Гарольд пошел назад, глубоко опечаленный; он застал отца в той же приемной зале, в тех же парадных креслах. По правую руку его сидела Гита, а несколько ниже - Тостиг и Леофвайн, которые вернулись прямо с медвежьей травли и шумно разговаривали. Вокруг толпились таны. Гарольд не спускал глаз с лица старого графа и заметил с испугом, что он не обращал никакого внимания на этот шум и говор и сидел, склонив голову над своим старым соколом.
ГЛАВА III
С тех пор, как на английский престол вступил дом Сердика, ни один вассал не въезжал еще с такой пышностью в Виндзор, с какой явился Годвин. Все таны, любившие Англию, присоединились к его свите, обрадовавшись случаю доказать ему свое уважение. Большая часть из них, конечно, состояла из стариков, так как молодые люди все еще были привержены к норманнам. Друидов почти не было: они придерживались монашеских обычаев норманнов и разделяли негодование Эдуарда на Годвина за его приверженность к саксонской церкви и за то, что он не основал ни одного храма. Со старым эрлом ехали только самые просвещенные друиды, поступавшие по убеждению, а не ханжи старавшиеся казаться лучше, чем они были.
В двух милях от великолепного виндзорского дворца стояло грубое здание, выстроенное из дерева и римских кирпичей, тут же находился и недавно отстроенный храм.
Услышав топот коней въезжавшей на двор свиты Годвина, король прервал свои благочестивые размышления над изображениями северных богов и обратился к окружающим его жрецам с вопросом:
- Что это за рать вступает в ворота нашего дворца в это мирное время?
Какой-то жрец посмотрел в окно и доложил со вздохом:
- Да, государь; во двор, действительно, въезжает целая рать, предводительствуемая твоими и нашими врагами!
- Во-первых, - пробормотал ученый старец, с которым мы уже раньше познакомили читателя, - ты, вероятно, подразумеваешь под словом "враги" безбожного графа Годвина и его сыновей?
Король нахмурил брови.
- Неужели они притащили с собой такую громадную свиту? - заметил он. Это скорее походит на кичливость противника, чем на преданность вассала.
- Ах! - сокрушался один из жрецов, - я опасаюсь, что эти люди хотят нанести нам вред; они очень способны...
- Откиньте опасения! - возразил Эдуард с величавым спокойствием, заметив, что гости его побледнели от страха; хотя он был вообще и слаб, и нерешителен, но его нельзя было назвать трусом.
- Не бойтесь за меня, отцы мои, - продолжал он решительно, - я твердо уповаю на милосердие Божье.
Жрецы перемигнулись с насмешливой улыбкой: они боялись не за его особу, а лично за себя.
Альред, эта единственная и сильная опора быстро разрушавшегося саксонского язычества, вмешался в разговор:
- Не очень-то честно с вашей стороны, братья, чернить тех, которые заботятся доказать всеми способами усердие к государю; лучше всех должен быть отличен королем тот, кто приводит к нему наибольшее число верноподданных.
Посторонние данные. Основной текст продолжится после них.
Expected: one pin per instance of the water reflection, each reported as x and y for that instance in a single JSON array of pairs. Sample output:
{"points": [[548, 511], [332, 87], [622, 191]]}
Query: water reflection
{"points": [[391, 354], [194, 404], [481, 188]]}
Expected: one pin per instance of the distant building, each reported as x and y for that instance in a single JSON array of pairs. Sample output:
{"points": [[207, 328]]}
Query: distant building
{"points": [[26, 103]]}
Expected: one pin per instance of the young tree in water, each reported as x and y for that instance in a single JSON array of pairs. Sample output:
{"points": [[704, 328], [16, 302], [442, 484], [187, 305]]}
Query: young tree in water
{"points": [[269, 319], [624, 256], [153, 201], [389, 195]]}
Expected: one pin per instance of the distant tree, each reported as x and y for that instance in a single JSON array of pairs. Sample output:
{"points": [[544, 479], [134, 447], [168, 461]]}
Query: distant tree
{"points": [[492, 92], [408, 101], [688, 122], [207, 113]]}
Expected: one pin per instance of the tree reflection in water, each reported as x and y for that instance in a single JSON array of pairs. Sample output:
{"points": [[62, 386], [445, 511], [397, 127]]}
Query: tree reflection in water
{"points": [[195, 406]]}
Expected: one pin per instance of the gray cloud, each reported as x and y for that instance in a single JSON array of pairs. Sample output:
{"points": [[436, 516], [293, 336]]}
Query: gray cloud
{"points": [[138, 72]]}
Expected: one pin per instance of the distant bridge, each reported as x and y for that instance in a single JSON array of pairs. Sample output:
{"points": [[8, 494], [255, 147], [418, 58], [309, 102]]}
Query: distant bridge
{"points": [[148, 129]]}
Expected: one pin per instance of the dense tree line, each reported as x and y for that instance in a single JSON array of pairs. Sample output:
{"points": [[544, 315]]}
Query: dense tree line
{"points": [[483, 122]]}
- С твоего позволения, брат Альред, - перебил его Стиганд, имевший основание не заступаться за Годвина, - каждый верноподданный приносит со своей личностью и голодный желудок, который, разумеется приходится наполнять, а ведь король не может растратить всю свою казну на голодных гостей Если бы я осмелился, то я бы посоветовал своему государю обмануть ожидания хитрой лисицы Годвина, которому так хочется похвастаться значительным числом своих приверженцев на королевском пире
- Я понимаю, что ты хочешь сказать, отец мой! - проговорил король. - И одобряю мысль твою. Этому дерзкому графу не придется торжествовать: мы ему докажем, что он напрасно кичится своей громадной свитой приверженцев. Наше нездоровье послужит предлогом не являться на пир... Да к чему эти пиршества именно в этот день?.. Это совершенно излишне... Гюголайн, предупреди Годвина, что мы будем поститься до вечерней звезды и тогда подкрепим наше бренное тело яйцами, хлебом и рыбой. Попроси его с сыновьями разделить эту скромную трапезу с нами.